Letter in reply

Letter in Reply to Letter to the Editor, Hannouf MB, Muzzey D, Kronenwett R & Lancaster JM. J. Comp. Eff. Res. 8(5), 289–304 (2019).

We appreciate the comments from Hannouf et al. that allow for elaboration on the analyses and implications. Several queries concern the incidence of distant recurrence among women not prescribed chemotherapy, clinically referred to as prognosis. Across multiple large-cohort studies and control arms of clinical trials of chemotherapy, the average 10-year incidence of distant recurrence in node-negative tumors for all women receiving endocrine therapy varies between 6.4 and 14.8% [1–10]. The Early Breast Cancer Trialists' Collaborative Group (EBCTCG) reported a 10-year incidence of distant recurrence of 11% among a cohort of women with node-negative tumors in whom 32% underwent chemotherapy (Table 1 & Figure 2A in [11]); they remark that “…the risk of recurrence after 5 years may well be somewhat lower in women who receive contemporary chemotherapy than among those in our study” [11]. Based on these data, we assumed across all multigene assays an average 10-year incidence equal to 11% if a woman receives endocrine therapy alone.
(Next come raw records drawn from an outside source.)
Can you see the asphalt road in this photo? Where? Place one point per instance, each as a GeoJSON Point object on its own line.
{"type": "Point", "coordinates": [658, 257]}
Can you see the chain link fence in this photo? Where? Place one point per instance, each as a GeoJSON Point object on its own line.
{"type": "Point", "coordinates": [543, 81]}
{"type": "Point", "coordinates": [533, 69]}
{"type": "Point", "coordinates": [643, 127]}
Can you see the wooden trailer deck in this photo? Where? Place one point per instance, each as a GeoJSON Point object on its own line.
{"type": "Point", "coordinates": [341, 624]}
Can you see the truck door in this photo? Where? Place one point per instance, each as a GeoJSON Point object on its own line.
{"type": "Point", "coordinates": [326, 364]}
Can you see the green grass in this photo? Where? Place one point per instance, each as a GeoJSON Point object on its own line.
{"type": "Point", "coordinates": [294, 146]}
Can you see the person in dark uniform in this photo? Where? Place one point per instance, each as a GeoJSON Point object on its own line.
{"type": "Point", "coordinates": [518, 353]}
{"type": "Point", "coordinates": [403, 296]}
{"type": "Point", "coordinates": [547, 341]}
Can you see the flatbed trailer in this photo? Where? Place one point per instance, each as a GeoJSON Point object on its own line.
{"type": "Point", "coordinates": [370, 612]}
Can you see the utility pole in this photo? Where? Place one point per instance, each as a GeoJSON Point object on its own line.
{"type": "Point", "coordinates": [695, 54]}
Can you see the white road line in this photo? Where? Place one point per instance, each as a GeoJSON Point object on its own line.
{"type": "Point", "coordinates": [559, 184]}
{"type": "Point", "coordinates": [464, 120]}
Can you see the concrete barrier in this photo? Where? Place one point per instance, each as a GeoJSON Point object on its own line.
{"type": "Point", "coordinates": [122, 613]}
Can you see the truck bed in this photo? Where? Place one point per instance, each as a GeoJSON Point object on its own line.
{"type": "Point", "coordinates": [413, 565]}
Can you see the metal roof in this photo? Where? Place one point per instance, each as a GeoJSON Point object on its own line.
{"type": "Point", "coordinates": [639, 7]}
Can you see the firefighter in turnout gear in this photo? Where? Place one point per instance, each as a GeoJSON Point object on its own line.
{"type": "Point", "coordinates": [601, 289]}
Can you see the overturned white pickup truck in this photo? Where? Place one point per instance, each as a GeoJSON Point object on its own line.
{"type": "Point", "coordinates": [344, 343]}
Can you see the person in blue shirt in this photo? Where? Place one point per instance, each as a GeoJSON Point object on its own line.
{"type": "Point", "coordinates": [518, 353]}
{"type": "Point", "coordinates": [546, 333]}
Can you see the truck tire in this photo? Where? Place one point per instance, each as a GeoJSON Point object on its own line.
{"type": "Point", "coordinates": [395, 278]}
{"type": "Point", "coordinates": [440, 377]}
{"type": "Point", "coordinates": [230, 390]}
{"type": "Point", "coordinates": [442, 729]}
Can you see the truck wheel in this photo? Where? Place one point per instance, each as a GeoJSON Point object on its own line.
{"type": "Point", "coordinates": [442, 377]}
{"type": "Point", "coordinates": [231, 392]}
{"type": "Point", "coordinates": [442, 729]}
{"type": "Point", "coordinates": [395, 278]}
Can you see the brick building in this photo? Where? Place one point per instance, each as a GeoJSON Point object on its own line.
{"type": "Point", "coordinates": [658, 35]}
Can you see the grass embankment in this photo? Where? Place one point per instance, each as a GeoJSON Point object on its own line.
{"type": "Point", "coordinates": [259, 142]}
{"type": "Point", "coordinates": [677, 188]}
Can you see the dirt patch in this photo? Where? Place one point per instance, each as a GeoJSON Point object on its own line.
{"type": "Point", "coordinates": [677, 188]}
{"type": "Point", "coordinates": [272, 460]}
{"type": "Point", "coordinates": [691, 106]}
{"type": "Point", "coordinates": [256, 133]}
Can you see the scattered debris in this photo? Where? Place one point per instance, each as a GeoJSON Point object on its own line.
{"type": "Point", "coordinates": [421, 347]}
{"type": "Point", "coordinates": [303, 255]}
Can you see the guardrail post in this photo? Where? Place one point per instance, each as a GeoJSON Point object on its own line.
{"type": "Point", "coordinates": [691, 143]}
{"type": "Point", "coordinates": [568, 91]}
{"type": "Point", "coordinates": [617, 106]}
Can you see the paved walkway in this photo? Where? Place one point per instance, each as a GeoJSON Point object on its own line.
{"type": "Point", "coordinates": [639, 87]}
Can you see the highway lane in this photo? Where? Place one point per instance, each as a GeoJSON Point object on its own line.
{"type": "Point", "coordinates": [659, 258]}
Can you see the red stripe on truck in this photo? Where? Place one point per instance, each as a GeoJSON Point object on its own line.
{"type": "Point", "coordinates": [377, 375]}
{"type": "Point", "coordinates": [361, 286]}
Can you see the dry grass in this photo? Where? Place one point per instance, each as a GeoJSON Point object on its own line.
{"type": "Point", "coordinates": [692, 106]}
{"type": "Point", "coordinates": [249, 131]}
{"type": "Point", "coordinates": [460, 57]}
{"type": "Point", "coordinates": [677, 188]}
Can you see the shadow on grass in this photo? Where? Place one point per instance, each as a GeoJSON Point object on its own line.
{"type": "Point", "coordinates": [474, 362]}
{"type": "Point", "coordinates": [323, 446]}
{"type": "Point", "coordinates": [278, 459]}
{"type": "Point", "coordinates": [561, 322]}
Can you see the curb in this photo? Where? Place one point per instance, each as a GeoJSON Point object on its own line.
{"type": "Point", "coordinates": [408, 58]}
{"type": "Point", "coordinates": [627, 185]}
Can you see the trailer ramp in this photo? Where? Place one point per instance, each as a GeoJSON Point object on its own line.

The EndoPredict^® (EP) assay uses 12-genes to derive a risk score; EPclin also incorporates nodal status and tumor size to compute a risk score between 0 and 15. The incidence of distant recurrence stratified by risk score was reported for EP and EPclin in 2016, showing EPclin had a higher 10-year incidence for high-risk patients relative to EP [10]. We applied almost the same incidence as recently reported by Hannouf et al., which had a monthly incidence of 0.15%, computing into a 16.1% incidence at 10 years assuming a constant hazard rate [12]. Our meta-analyses systematically summarized the published evidence on how physicians use multigene assays to affect chemotherapy recommendations and decisions [13]. Fallowfield et al. is the only published study of effects of EPclin on real-world decision making [14]. In seven hospitals in the UK, EPclin increased the use of chemotherapy from 61 to 62 patients among 149 tested patients. Moreover, axiomatically (adhering to mathematical consistency), a higher incidence of distant recurrence results in more distant recurrences overall, unless there is an offsetting chemobenefit among women with high-risk versus low-risk tumors. Chemobenefit has only been demonstrated for the 21-gene Oncotype DX Breast Recurrence Score^® test (see below for more details). A higher incidence also correlates with more resources to manage metastatic disease and higher costs. Due to the high cost of managing metastatic cancer, applying the higher incidence rate increases the cost – relative to no testing – from $41M with EP to more than $100M with EPclin. Even if physicians exhibited greater confidence to prescribe chemotherapy only to women with a high-risk score by EPclin, it would not offset its lack of proven chemobenefit. Notably, NCCN Guidelines^® refer to ‘12-gene (EndoPredict)’ assay, but also cite the cutpoint associated with EPclin; by contrast, the American Society of Clinical Oncology (ASCO) guidelines refer to ‘12-gene risk score’ only [15]. It seems reasonable thus to highlight the differences between EP and EPclin in outcomes and cost consequences. Both are costly relative to no testing, driven mostly by lack of proven chemobenefit. Given current evidence, treating according to EP is less costly than treating according to EPclin.

The validation of chemobenefit is no longer informed by only the NSABP B-20 trial [2]. A more confident inference about chemobenefit can be achieved if interpreted within the context of findings from both the EBCTCG meta-analyses of more than 100 trials and the TAILORx trial [11,16–18]. The EBCTCG meta-analysis showed an approximately 30% relative reduction in the incidence of distant recurrence across the entire spectrum of women eligible for testing; that is, women choosing between endocrine therapy alone or also adding chemotherapy (Webappendix, p11 [18]). TAILORx found that among the 6496 women with Recurrence Score^® (RS) results 11–25, 691 (10%; 476 with age <50 years and RS 21–25 and 215 with age <50 years, RS 16–20 and high clinical risk) had an absolute reduction greater than 6% in 9-year incidence of distant recurrence with chemotherapy (Table 2 [16]). Assuming as did the investigators when designing TAILORx that little if any chemobenefit exists for women with RS <11 [19], the reduction in incidence with chemotherapy observed in the EBCTCG meta-analyses must be due almost exclusively to the reduced incidence with chemotherapy among women with RS >25; that is, a relative risk reduction of chemotherapy greater than 70%. Together the results of the EBCTCG and TAILORx align with, if not confirm, the findings of the NSABP B-20 analyses by Paik et al. [2]. The preponderance of compelling evidence that RS uniquely identifies women who do and do not derive chemobenefit also suggests that additional studies are needed for physicians and patients to have confidence that similar outcomes will occur with other proposed non-genomic and multigene assays.